Fully Homomorphic Encryption (FHE) enables the processing of encrypted data
without decrypting it. FHE has garnered significant attention over the past
decade as it supports secure outsourcing of data processing to remote cloud
services. Despite its promise of strong data privacy and security guarantees,
FHE introduces a slowdown of up to five orders of magnitude as compared to the
same computation using plaintext data. This overhead is presently a major
barrier to the commercial adoption of FHE.
In this work, we leverage GPUs to accelerate FHE, capitalizing on a
well-established GPU ecosystem available in the cloud. We propose GME, which
combines three key microarchitectural extensions along with a compile-time
optimization to the current AMD CDNA GPU architecture. First, GME integrates a
lightweight on-chip compute unit (CU)-side hierarchical interconnect to retain
ciphertext in cache across FHE kernels, thus eliminating redundant memory
transactions. Second, to tackle compute bottlenecks, GME introduces special
MOD-units that provide native custom hardware support for modular reduction
operations, one of the most commonly executed sets of operations in FHE. Third,
by integrating the MOD-unit with our novel pipelined 64-bit integer
arithmetic cores (WMAC-units), GME further accelerates FHE workloads by 19%.
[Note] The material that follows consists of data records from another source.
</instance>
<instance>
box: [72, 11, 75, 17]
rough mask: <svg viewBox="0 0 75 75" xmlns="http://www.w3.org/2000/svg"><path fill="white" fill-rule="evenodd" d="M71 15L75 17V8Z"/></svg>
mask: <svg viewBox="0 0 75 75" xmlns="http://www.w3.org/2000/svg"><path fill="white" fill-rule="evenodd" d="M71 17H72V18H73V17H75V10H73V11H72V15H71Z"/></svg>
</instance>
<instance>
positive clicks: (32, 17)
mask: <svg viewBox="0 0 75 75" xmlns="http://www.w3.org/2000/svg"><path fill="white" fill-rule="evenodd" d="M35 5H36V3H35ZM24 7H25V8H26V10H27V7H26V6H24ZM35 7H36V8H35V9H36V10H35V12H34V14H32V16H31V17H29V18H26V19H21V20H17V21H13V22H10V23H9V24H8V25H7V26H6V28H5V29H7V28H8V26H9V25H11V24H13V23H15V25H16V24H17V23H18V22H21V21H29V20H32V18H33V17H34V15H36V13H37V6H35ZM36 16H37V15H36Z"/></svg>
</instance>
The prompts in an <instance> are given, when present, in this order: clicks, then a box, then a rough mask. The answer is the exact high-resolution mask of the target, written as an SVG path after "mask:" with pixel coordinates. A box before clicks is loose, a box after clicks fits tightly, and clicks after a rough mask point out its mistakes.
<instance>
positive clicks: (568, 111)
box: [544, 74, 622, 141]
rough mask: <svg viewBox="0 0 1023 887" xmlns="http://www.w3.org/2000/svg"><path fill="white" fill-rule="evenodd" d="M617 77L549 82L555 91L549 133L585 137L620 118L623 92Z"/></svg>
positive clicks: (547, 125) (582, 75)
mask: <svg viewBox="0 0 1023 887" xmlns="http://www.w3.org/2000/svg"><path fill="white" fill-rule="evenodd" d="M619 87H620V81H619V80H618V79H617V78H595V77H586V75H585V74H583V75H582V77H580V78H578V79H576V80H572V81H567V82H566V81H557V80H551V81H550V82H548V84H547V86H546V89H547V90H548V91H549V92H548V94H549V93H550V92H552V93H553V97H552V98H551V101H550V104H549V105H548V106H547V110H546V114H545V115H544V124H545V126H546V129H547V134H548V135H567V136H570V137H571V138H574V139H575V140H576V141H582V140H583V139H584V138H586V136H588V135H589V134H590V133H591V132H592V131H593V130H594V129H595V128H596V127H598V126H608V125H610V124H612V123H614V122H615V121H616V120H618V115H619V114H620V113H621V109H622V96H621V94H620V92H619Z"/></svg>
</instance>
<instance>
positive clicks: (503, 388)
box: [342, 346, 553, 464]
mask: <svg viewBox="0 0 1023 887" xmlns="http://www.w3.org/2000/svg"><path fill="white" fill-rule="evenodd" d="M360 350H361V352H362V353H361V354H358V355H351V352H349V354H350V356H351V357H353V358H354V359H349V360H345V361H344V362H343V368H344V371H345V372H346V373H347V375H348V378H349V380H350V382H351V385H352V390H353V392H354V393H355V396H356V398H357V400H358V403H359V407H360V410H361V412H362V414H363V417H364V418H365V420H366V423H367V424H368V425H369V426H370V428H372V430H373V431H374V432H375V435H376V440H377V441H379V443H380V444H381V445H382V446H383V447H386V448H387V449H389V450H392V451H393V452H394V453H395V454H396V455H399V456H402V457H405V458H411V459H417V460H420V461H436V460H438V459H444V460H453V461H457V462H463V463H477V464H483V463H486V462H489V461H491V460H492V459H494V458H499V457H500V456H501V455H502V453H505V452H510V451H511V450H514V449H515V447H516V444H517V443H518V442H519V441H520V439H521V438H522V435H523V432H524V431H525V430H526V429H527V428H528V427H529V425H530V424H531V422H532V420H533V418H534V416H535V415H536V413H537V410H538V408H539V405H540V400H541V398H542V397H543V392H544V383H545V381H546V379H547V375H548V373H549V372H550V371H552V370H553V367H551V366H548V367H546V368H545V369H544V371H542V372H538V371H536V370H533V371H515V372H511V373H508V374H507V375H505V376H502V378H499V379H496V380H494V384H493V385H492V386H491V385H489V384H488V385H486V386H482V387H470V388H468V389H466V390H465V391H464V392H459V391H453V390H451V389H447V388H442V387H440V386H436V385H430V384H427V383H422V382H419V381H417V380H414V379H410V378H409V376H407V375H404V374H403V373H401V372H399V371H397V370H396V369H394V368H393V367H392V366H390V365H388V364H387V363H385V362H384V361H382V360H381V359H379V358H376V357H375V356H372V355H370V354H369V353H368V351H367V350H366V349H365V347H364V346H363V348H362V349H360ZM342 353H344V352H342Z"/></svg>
Finally, we propose a Locality-Aware Block Scheduler (LABS) that exploits the
temporal locality available in FHE primitive blocks. Incorporating these
microarchitectural features and compiler optimizations, we create a synergistic
approach achieving average speedups of 796×, 14.2×, and
2.3× over Intel Xeon CPU, NVIDIA V100 GPU, and Xilinx FPGA
implementations, respectively